Sunday, 15 May 2016

A Thought Experiment on Definitions

Thought experiments are a very powerful tool. You probably use them a lot without realising! Any time you wonder "what would happen if..." or "what is a possible consequence of that?" then you're making your own mini thought experiment.

Einstein used them to develop his ideas around relativity. A recommended documentary on this here.

I recently posed a thought experiment on twitter

thought experiment: what happens when one agrees on purpose behind a definition but not agree on it's usage..

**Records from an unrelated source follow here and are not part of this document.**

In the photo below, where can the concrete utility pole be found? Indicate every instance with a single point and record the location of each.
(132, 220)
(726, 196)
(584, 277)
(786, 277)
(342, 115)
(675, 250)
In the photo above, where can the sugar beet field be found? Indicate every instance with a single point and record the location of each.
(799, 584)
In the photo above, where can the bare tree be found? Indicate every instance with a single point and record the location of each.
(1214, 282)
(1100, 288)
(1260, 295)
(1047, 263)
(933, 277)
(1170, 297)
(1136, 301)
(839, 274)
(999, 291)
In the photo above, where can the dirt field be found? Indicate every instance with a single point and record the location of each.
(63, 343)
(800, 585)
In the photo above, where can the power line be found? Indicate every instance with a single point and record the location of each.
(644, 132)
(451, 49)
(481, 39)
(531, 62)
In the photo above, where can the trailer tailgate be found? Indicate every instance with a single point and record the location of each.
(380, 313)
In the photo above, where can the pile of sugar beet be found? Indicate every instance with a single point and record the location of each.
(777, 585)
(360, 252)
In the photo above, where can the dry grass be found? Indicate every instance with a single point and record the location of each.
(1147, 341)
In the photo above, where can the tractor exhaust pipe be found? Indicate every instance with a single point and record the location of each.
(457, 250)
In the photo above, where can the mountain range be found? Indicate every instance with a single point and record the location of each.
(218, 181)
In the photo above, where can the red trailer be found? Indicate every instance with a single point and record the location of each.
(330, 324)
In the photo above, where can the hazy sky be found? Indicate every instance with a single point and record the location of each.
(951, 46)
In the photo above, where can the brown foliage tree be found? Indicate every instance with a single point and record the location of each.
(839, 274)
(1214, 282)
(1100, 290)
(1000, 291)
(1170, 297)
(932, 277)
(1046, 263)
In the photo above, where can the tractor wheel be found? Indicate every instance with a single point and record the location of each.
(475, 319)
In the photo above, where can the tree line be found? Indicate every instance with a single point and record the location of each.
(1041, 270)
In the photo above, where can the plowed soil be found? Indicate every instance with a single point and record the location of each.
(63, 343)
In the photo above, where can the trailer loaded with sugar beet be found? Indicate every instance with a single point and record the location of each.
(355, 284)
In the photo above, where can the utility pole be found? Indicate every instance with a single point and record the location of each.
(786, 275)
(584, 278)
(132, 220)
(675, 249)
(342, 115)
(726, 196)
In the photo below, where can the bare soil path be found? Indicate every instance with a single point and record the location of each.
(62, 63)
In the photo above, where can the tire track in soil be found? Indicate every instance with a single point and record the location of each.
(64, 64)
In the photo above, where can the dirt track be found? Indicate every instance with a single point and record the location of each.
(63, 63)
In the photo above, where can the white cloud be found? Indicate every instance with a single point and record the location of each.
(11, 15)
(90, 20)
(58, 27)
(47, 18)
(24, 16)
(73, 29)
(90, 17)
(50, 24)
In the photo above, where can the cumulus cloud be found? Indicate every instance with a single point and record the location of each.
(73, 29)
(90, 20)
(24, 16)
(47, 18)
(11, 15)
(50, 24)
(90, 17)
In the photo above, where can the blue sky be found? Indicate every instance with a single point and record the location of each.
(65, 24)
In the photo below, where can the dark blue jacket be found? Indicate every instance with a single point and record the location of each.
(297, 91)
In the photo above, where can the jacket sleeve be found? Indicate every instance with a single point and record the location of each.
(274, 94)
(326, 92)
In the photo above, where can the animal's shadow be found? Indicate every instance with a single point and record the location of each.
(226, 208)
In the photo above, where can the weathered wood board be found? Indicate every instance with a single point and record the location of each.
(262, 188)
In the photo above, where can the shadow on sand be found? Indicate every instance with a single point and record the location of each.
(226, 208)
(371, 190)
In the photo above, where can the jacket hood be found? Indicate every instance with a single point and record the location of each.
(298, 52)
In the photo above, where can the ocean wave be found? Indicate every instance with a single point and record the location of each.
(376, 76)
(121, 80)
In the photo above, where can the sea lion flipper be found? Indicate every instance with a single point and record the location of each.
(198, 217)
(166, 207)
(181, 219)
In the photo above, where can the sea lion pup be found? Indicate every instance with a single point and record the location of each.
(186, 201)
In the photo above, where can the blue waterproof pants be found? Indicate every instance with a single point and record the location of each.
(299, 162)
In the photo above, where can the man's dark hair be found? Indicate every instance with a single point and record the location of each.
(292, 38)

There are a number of layers to this question.
  • Purpose
  • Definition
  • Agreement
  • Usage
This is the "why?" question. What problem are you trying to solve, and does the definition and usage examples help solve it?
So, what might happen if a usage of a definition doesn't appear to agree with it's intent, i.e. they are not congruous.

This is getting into the correctness and relevance area. Is the definition too narrow or broad? Is it circular? Is it complex to understand. Is there some guidance to help understanding?

Complex or obscure definitions may be harder to agree with. Is the definition accessible, useable and congruous. Is there controversy or disagreement? Is that due to the purpose-definition-usage parts not being in synch? Is the definition generally accepted - de facto agreement?

Is it clear how such a definition would and wouldn't be used? Are there any examples, or patterns and anti-patterns of usage somewhere - or indeed any guidance at all.

It's not necessary for a definition to have usage examples or guidance. But it might help the case. Think about dictionaries - do they often, usually or seldom include examples of usage or guidance notes? (I think the answer would, of course, vary with the dictionary used.) This question would seem to be more relevant if the definition is complex or is difficult to accept.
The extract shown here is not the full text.